Benefits of a recourse to the ESM credit line
The government may be ruling out, for the time being, a recourse to the European Stability Mechanism’s pandemic credit line, as Finance Minister Christos Staikouras has repeatedly said, but foreign analysts note such a move would improve Greece’s position and render it more attractive to investors.
Fabio Balboni, a Senior European Economist at HSBC, recently stated that “so far Greece has not been affected too negatively by the crisis from a market perspective. It recently issued a 10-year sovereign bond with a record-low coupon of 1.5%. But regaining investment grade remains key in the medium term for investor confidence, in our view, for example giving Greece access to the ECB's long-standing QE program (PSPP). The crisis, leaving Greece with a debt of 200% of GDP, could delay the prospects for regaining it. At least the credit line made available by the European Stability Mechanism, worth some 3.5 billion euros – which so far the government has shown little appetite for – could give Greece access to PSPP.”

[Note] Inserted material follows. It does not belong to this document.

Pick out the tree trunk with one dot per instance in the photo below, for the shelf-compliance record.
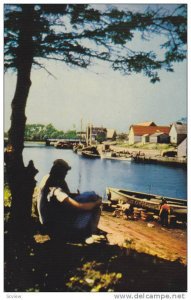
(20, 178)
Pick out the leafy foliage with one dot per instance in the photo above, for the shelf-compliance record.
(79, 34)
(39, 132)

Marko Mrsnik, Senior Director for Sovereign Ratings at S&P Global Ratings, tells Kathimerini that “given its current policy plans, the Greek government has sufficient resources to fund them without the need to seek official support. Moreover, the borrowing conditions for the government have improved significantly, especially against the background of the ECB’s policy decisions regarding the PEPP. Over the last months, the ECB’s policy action has been very effective in that respect and has substantially reduced the eurozone governments’ incentives to seek official support from the ESM.”
“However, the ESM pandemic crisis instrument stipulates no conditions for drawing on the available resources other than that they need to be used for direct and indirect health care costs related to the Covid-19 crisis. In fact, it appears to us that the ESM pandemic crisis instrument framework is much lighter than the forthcoming set of ex-ante requirements in terms of reforms in the context of the EU’s Recovery fund that is currently being negotiated and that we expect ultimately to be subscribed to by all the EU governments,” he notes.

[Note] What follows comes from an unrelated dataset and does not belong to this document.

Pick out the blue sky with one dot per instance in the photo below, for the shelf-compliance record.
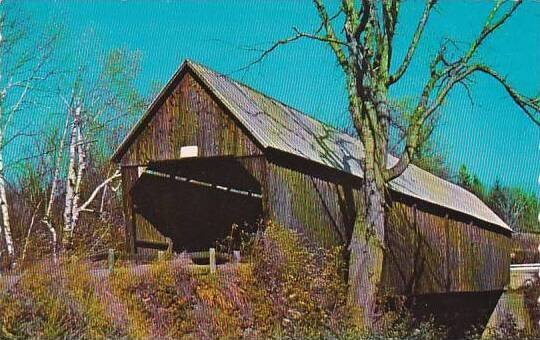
(491, 136)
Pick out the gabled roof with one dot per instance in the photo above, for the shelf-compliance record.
(277, 126)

“Overall, we view the policy actions at the eurozone and EU level so far as very supportive of Greece’s sovereign creditworthiness and an eventual government decision to tap the new ESM facility would have no rating impact,” concludes S&P’s Mrsnik.
Kathrin Muehlbronner, Moody’s Senior Vice President Sovereign Risk Group, agrees that “the ESM credit line would be supportive for the sovereigns that use it, given its very low funding cost and light conditionality. Also, we assumed that the existence of an ESM credit line could enable the ECB to activate its so-called Outright Monetary Transactions (OMT), under which it can buy unlimited quantities of a member country’s bonds in the primary market, which would further support funding costs for the respective sovereign,” she states to Kathimerini.
However she perceives the ESM line as a last resort: “It is also clear that governments would hesitate using it. We had assumed that governments would only choose to use the credit line if several decided to do so. As things stand the ECB’s quantitative easing program – the PEPP – is already ensuring favorable financing conditions for governments. As such, we expect that euro area governments will indeed treat the ESM credit line as a last resort funding option.”